Fig. 2 Sequential images with infrared camera showing the changes in temperature throughout the scrotal exploration and testicular detorsion. (A) Image prior to prepping the patient with a temperature of 43.6°C on the left side and 41.7°C on the right hemiscrotum. (B) Immediately after the testis had been brought out through the incision, the temperature was 31.5°C. (C) Thirty seconds after detorsion, the temperature increased to 34.3°C. (D) One minute after reperfusion, the temperature remained above 36.2°C.
Discussion
The management of testicular torsion has remained unchanged for many decades. To date, the intraoperative decision to preserve or remove the testicle remains subjective.[4] Our results present a novel technology that helps to make this decision more objective. It also adds information on how to interpret the reperfusion phenomenon intraoperatively using thermography. The delta variation in temperature (
) showed a delta of 0.77. Hypothetically, future studies can be used to reach a threshold delta to define which testicles have a better chance of being preserved. The use of infrared technology has been applied to help diagnose torsion prior to surgical exploration.[1]
[7] Nonetheless, these prior studies have assessed a transdermal delta analysis of oxygen saturation but have not assessed intraoperative changes to estimate testicular perfusion. Our instrument uses a different technology that, through infrared imaging, captures the surface temperature and reconstructs it as a digital image. Changes in tissue temperature have presented a good correlation with organ perfusion.[8]
[9] For that reason and based on our case results, the use of real-time thermography using infrared imaging is a promising technology that should be used in future studies to correlate them with postoperative outcomes. In the future, a better decision to more objectively preserve a testicle combined with a decompresive operation and possible medical management to reduce the harm of reactive oxygen specimens may offer a new standard of treatment for patients with testicular torsion.
We acknowledge that the present study is a case report without a long-term follow-up.
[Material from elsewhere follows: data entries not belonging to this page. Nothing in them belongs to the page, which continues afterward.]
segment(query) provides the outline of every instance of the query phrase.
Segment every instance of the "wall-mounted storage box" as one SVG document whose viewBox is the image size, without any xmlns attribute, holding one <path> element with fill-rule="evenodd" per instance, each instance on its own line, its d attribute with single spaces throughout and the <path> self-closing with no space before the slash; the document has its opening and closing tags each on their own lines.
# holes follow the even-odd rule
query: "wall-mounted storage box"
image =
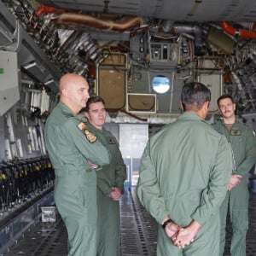
<svg viewBox="0 0 256 256">
<path fill-rule="evenodd" d="M 127 111 L 155 113 L 156 95 L 127 93 Z"/>
</svg>

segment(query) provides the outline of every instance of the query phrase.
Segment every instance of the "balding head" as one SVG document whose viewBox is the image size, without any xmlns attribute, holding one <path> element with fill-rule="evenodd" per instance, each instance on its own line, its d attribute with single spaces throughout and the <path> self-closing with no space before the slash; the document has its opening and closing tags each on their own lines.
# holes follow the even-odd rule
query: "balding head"
<svg viewBox="0 0 256 256">
<path fill-rule="evenodd" d="M 84 78 L 75 73 L 67 73 L 60 79 L 60 101 L 74 113 L 84 108 L 89 99 L 89 86 Z"/>
</svg>

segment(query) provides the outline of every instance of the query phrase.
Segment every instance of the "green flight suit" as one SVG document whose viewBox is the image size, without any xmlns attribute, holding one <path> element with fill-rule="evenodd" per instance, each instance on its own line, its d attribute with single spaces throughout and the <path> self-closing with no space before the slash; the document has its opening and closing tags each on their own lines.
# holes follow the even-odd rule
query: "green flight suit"
<svg viewBox="0 0 256 256">
<path fill-rule="evenodd" d="M 119 202 L 109 198 L 112 187 L 124 191 L 126 178 L 126 166 L 116 138 L 106 129 L 99 130 L 88 124 L 88 128 L 98 137 L 99 141 L 109 150 L 109 165 L 96 172 L 97 176 L 97 256 L 120 255 Z"/>
<path fill-rule="evenodd" d="M 232 154 L 226 138 L 195 113 L 185 112 L 153 136 L 141 159 L 137 195 L 160 224 L 157 255 L 218 256 L 219 207 L 226 195 Z M 202 225 L 195 241 L 175 247 L 160 224 Z"/>
<path fill-rule="evenodd" d="M 55 202 L 67 230 L 68 256 L 96 255 L 96 175 L 87 160 L 108 164 L 109 152 L 61 102 L 47 119 L 45 145 L 55 173 Z"/>
<path fill-rule="evenodd" d="M 228 139 L 234 152 L 236 170 L 233 174 L 242 176 L 241 183 L 227 193 L 220 207 L 221 241 L 220 254 L 223 255 L 225 245 L 225 229 L 228 208 L 232 223 L 230 252 L 232 256 L 246 256 L 246 236 L 248 230 L 248 172 L 256 162 L 256 142 L 249 127 L 237 119 L 230 131 L 222 119 L 213 124 Z"/>
</svg>

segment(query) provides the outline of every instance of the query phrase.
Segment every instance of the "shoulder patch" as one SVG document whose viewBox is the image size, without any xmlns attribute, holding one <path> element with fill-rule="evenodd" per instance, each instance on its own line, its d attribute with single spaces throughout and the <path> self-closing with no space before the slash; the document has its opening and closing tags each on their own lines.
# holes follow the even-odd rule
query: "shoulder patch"
<svg viewBox="0 0 256 256">
<path fill-rule="evenodd" d="M 62 114 L 65 115 L 67 119 L 74 117 L 74 115 L 72 113 L 67 113 L 65 111 L 61 111 Z"/>
<path fill-rule="evenodd" d="M 96 136 L 91 131 L 90 131 L 89 130 L 85 129 L 84 131 L 84 133 L 85 135 L 85 137 L 90 143 L 94 143 L 96 141 L 97 139 Z"/>
<path fill-rule="evenodd" d="M 115 139 L 113 137 L 107 137 L 108 144 L 116 144 Z"/>
<path fill-rule="evenodd" d="M 223 132 L 220 130 L 218 130 L 217 127 L 213 127 L 213 129 L 220 135 L 223 135 Z"/>
</svg>

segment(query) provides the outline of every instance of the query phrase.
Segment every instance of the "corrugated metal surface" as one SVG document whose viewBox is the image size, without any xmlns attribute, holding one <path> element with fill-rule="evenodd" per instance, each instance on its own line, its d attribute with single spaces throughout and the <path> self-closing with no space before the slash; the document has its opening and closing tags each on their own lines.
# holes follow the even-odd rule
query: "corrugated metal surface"
<svg viewBox="0 0 256 256">
<path fill-rule="evenodd" d="M 249 231 L 247 256 L 256 255 L 256 194 L 249 206 Z M 230 244 L 230 224 L 227 226 L 227 247 Z M 67 254 L 67 231 L 57 214 L 56 222 L 38 221 L 22 237 L 0 256 L 64 256 Z M 157 225 L 139 203 L 134 189 L 126 192 L 121 201 L 122 256 L 155 256 Z M 228 249 L 224 256 L 229 256 Z"/>
</svg>

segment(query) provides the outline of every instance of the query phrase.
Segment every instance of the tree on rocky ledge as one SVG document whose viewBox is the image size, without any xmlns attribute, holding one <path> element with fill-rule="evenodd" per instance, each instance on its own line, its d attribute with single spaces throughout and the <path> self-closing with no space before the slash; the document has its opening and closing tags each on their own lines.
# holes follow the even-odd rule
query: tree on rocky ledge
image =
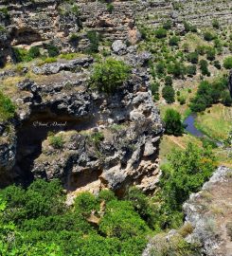
<svg viewBox="0 0 232 256">
<path fill-rule="evenodd" d="M 122 61 L 108 58 L 94 65 L 91 84 L 99 92 L 114 93 L 130 76 L 131 68 Z"/>
<path fill-rule="evenodd" d="M 184 126 L 181 121 L 181 115 L 174 109 L 168 109 L 165 113 L 166 133 L 168 135 L 181 136 Z"/>
</svg>

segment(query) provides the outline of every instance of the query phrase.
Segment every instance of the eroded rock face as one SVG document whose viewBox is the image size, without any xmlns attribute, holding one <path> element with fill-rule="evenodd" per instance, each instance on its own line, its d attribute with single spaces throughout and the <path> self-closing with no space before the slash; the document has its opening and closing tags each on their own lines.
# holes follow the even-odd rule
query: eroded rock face
<svg viewBox="0 0 232 256">
<path fill-rule="evenodd" d="M 15 174 L 16 136 L 10 123 L 0 123 L 0 188 L 10 184 Z"/>
<path fill-rule="evenodd" d="M 232 170 L 219 167 L 200 192 L 183 206 L 186 221 L 194 228 L 186 240 L 202 246 L 207 256 L 232 255 Z"/>
</svg>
Nonetheless, it clearly reflects the potential widespread benefit of using this technology as an intraoperative tool to decide whether or not an organ should be preserved, and to estimate the potential of recovery.
A limiting factor might be the effect that this surgical technique can have on the temperature of the tissue. For instance, prepping the patient reduces skin temperature due to the evaporation of the alcohol component of the prepping solution. Also, touching the tissue may leave thermal fingerprints of the surgeon on the tissue, causing false readings. For our case, we did take those factors into account, and this is why the preoperative thermal reading was made prior to prepping the patient, and the handling of the testicle was performed only with instruments. In fact, the temperature trend of the testicle confirms that it was not affected by the surgeon. Images not shown demonstrate that the temperature of the hand of the surgeon was below the readings we had on the testicle, which means that the temperature was not affected by the surgeon.
Conclusion
The use of intraoperative infrared imaging helps to detect discrete changes in testicular temperature, which suggests that it may be useful to objectively assess reperfusion. Future studies will require more patients to correlate postoperative blood flow to the injured testis as well as volume changes after surgery to see if intraoperative thermography findings can be used as a predictive tool for postoperative outcomes.